MusicNet is a new publicly available dataset from UW researchers that labels each note of 330 classical compositions in ways that can teach machine learning algorithms about the basic structure of music. Credit: Yngve Bakken Nilsen, flickr

The composer Johann Sebastian Bach left behind an incomplete fugue upon his death, either as an unfinished work or perhaps as a puzzle for future composers to solve.

A classical dataset released Wednesday by University of Washington researchers—which enables machine learning algorithms to learn the features of classical music from scratch—raises the likelihood that a computer could expertly finish the job.

MusicNet is the first publicly available large-scale classical music dataset with curated fine-level annotations. It's designed to allow machine learning researchers and algorithms to tackle a wide range of open challenges—from note prediction to automated music transcription to offering listening recommendations based on the structure of a song a person likes, instead of relying on generic tags or what other customers have purchased.

"At a high level, we're interested in what makes music appealing to the ears, how we can better understand composition, or the essence of what makes Bach sound like Bach. It can also help enable practical applications that remain challenging, like automatic transcription of a live performance into a written score," said Sham Kakade, a UW associate professor of computer science and engineering and of statistics.

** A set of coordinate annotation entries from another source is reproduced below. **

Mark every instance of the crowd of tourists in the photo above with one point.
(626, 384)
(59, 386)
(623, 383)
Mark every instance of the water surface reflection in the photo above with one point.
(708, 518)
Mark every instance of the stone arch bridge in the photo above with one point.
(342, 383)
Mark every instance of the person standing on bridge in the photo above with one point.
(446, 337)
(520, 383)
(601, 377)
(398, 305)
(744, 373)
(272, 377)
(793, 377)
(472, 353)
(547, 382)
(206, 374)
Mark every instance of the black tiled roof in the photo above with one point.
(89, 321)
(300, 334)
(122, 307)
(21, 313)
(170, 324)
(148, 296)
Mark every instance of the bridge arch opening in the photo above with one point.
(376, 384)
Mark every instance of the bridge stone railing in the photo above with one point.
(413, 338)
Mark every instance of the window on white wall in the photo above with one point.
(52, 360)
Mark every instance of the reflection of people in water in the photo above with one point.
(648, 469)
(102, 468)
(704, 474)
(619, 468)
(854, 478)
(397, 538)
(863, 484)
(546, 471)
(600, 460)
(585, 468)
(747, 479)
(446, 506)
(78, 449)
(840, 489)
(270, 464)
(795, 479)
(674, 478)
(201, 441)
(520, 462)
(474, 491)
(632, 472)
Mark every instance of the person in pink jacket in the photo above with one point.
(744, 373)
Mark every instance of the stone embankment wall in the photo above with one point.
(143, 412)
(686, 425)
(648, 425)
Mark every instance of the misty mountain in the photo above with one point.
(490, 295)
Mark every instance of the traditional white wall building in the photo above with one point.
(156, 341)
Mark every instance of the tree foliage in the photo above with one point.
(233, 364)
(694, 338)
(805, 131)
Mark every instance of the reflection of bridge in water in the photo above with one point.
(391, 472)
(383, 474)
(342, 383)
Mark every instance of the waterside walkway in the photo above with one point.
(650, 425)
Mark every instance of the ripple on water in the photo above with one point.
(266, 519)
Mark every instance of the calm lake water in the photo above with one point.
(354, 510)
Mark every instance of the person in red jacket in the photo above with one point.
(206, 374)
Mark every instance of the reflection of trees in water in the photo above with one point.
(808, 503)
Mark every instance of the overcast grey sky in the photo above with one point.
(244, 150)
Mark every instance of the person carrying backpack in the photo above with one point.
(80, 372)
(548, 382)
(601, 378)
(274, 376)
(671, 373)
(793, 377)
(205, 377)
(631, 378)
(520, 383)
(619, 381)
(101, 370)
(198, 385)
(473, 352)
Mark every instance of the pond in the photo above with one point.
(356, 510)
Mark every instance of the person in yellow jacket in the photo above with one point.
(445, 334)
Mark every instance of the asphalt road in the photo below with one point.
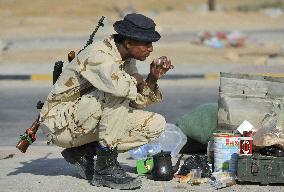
(18, 100)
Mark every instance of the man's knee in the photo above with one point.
(159, 123)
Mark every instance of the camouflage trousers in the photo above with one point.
(99, 116)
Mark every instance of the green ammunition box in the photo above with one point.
(261, 169)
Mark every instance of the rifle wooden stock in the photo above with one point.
(28, 137)
(71, 56)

"We hope MusicNet can spur creativity and practical advances in the fields of machine learning and music composition in many ways," he said.

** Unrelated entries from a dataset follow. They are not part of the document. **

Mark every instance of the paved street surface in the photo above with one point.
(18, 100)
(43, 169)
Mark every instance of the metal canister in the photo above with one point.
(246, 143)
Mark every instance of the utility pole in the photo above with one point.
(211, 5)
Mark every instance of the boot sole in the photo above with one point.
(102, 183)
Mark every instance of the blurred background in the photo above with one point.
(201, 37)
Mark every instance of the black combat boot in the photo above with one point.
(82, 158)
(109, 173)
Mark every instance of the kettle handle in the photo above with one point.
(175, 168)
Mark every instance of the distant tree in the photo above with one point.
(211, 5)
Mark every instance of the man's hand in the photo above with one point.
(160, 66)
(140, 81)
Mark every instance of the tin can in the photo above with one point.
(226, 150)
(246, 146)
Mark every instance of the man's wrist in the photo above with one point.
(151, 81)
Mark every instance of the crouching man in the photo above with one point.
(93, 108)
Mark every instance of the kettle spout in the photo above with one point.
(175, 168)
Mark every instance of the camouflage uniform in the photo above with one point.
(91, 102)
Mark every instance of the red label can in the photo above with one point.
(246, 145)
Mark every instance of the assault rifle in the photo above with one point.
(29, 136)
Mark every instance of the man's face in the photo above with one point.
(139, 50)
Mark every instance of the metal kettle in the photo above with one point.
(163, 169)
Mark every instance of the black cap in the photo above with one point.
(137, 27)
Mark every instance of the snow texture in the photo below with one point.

Described in a paper published Nov. 30 in the arXiv pre-print repository, MusicNet is a collection of 330 freely licensed classical music recordings with annotated labels that indicate the exact start and stop time of each individual note, what instrument plays the note and its position in the composition's metrical structure. It includes more than 1 million individual labels from 34 hours of chamber music performances that can train computer algorithms to deconstruct, understand, predict and reassemble components of classical music.

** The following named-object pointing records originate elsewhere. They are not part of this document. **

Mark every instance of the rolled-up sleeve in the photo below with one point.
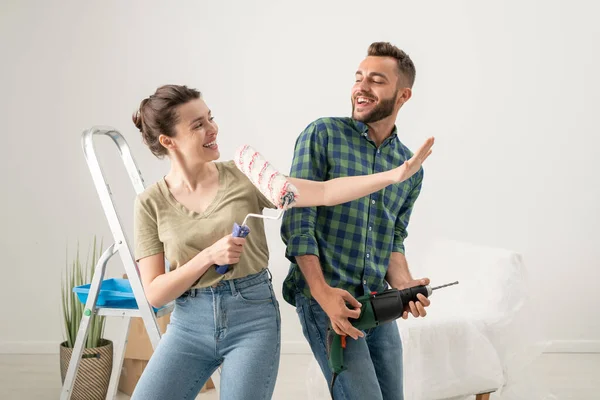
(400, 229)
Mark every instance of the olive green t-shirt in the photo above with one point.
(163, 225)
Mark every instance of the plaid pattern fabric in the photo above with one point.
(353, 240)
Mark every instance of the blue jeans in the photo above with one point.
(237, 325)
(374, 362)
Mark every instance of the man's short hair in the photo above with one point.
(406, 67)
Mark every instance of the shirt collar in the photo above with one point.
(363, 129)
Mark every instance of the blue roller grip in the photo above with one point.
(238, 231)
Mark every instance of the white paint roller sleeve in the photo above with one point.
(271, 183)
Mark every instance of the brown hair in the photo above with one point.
(157, 114)
(405, 64)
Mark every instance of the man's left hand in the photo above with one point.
(417, 309)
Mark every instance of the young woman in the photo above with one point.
(186, 217)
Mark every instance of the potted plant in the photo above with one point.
(93, 374)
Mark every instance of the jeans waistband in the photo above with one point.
(233, 285)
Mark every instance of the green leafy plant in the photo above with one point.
(77, 274)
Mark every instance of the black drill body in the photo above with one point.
(376, 309)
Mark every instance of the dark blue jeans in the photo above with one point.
(374, 362)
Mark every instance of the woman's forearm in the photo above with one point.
(166, 287)
(340, 190)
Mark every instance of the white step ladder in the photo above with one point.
(121, 246)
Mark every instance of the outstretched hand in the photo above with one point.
(411, 166)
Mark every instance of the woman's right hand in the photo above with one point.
(227, 251)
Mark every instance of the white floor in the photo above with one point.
(566, 376)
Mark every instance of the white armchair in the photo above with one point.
(476, 339)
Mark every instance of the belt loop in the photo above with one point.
(232, 286)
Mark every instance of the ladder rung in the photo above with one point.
(132, 312)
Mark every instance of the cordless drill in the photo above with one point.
(376, 309)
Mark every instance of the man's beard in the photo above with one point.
(384, 109)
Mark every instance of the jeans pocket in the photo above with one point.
(256, 294)
(181, 300)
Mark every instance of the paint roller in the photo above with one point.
(271, 183)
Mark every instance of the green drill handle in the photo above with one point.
(377, 309)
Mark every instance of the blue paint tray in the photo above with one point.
(114, 293)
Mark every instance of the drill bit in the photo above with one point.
(446, 285)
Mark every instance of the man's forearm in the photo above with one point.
(398, 273)
(313, 274)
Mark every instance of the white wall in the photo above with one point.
(508, 89)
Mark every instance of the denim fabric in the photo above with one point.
(374, 362)
(236, 324)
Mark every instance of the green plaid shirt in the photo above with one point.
(353, 240)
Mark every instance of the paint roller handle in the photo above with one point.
(238, 231)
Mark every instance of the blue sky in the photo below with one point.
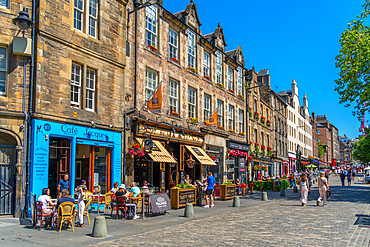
(294, 39)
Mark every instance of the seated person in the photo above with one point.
(134, 189)
(65, 198)
(46, 201)
(115, 188)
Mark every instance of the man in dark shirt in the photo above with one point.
(65, 198)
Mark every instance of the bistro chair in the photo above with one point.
(120, 205)
(39, 214)
(108, 201)
(66, 213)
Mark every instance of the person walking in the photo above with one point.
(209, 192)
(304, 189)
(342, 177)
(323, 188)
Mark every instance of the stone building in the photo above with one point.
(14, 78)
(77, 119)
(197, 76)
(299, 128)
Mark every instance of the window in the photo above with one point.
(192, 102)
(174, 96)
(240, 81)
(207, 106)
(230, 79)
(220, 110)
(3, 69)
(76, 85)
(151, 26)
(90, 89)
(150, 83)
(173, 44)
(4, 3)
(206, 65)
(231, 117)
(191, 49)
(241, 121)
(93, 17)
(78, 14)
(219, 67)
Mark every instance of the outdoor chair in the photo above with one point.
(108, 201)
(39, 214)
(66, 213)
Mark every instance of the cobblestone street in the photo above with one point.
(281, 221)
(275, 223)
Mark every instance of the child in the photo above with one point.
(80, 192)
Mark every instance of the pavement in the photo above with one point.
(280, 221)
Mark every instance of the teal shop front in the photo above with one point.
(83, 153)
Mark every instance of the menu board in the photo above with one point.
(186, 196)
(230, 191)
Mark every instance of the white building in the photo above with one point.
(299, 127)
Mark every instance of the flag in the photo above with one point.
(212, 120)
(155, 102)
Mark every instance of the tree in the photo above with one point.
(353, 61)
(362, 149)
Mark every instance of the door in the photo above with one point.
(7, 178)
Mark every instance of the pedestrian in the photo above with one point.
(304, 189)
(323, 188)
(349, 177)
(80, 192)
(342, 177)
(209, 192)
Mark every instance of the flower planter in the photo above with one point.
(227, 191)
(179, 197)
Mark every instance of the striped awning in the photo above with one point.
(159, 153)
(201, 156)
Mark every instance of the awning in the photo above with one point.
(159, 153)
(201, 156)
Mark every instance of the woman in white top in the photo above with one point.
(323, 187)
(304, 188)
(46, 201)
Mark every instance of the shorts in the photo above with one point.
(209, 192)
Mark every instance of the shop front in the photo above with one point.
(89, 154)
(176, 152)
(236, 162)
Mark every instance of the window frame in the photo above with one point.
(5, 71)
(192, 49)
(151, 11)
(207, 107)
(81, 11)
(171, 45)
(149, 91)
(192, 103)
(231, 117)
(173, 100)
(230, 79)
(76, 84)
(93, 18)
(89, 89)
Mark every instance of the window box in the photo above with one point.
(174, 59)
(152, 47)
(220, 85)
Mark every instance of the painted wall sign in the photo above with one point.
(43, 130)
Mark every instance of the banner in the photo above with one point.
(212, 120)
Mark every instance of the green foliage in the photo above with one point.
(353, 61)
(362, 149)
(183, 186)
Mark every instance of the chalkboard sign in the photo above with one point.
(186, 196)
(230, 191)
(160, 202)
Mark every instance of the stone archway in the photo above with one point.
(11, 172)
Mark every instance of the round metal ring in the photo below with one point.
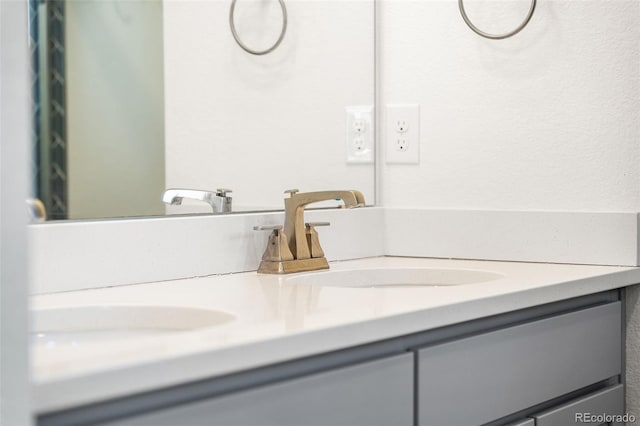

"The music research community has been working for decades on hand-crafting sophisticated audio features for music analysis. We built MusicNet to give researchers a large labelled dataset to automatically learn more expressive audio features, which show potential to radically change the state-of-the-art for a wide range of music analysis tasks," said Zaid Harchaoui, a UW assistant professor of statistics.

It's similar in design to ImageNet, a public dataset that revolutionized the field of computer vision by labeling basic objects—from penguins to parked cars to people—in millions of photographs. This vast repository of visual data that computer algorithms can learn from has enabled huge strides in everything from image searching to self-driving cars to algorithms that recognize your face in a photo album.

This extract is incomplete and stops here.